At nearly every stage of life, mediation is a valuable resource for families as they grow, adjust, rebuild, and reinvent themselves. Family law attorneys specializing in the laws that govern any of these life stages can guide clients to and through mediation, increasing the integrity of the process through law-informed involvement and improving the thoroughness and longevity of resulting contracts and settlements.
The Pathway to Mediation
There are numerous routes for family disputants to find their way to mediation and select a mediator that is best for them. From court personnel referring litigants to courthouse mediators and roster mediators to consumers initiating their own direct calls to private mediation offices, all paths finally do seem to lead to the mediation table. While referral formats vary by jurisdiction, litigants and pre-litigation parties alike are consistently informed of mediation as a preferred process option. Throughout the United States, attorneys are adjusting to this new reality and adjusting their client process consultations accordingly.

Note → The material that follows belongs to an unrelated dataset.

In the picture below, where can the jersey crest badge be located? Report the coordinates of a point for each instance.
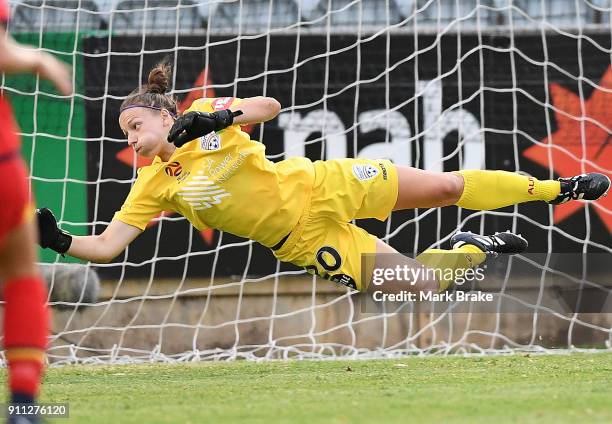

ABA Model Rules 1.1, 1.4, and 1.2a, read together, make it clear that attorneys are required to consult with their clients about resolution options in order to serve clients’ best interests. Starting with Colorado in 1993, many states explicitly incorporated ADR provisions in their professional conduct rules, stating that attorneys must advise clients of alternative forms of resolution to litigation. In Connecticut, Georgia, Massachusetts, Minnesota, Missouri, Texas, and Virginia, the requirement that attorneys counsel clients about ADR is mandatory. In Alaska, Arkansas, Colorado, Delaware, Hawaii, Louisiana, and New Jersey, it is encouraged. In Oregon and California, the onus is placed on the courts. In each of these settings, parties are not left to their own devices, stumbling upon mediation as a black market alternative during Google deep dives or Instagram scrolls—the information is transparent, inviting, and systemic.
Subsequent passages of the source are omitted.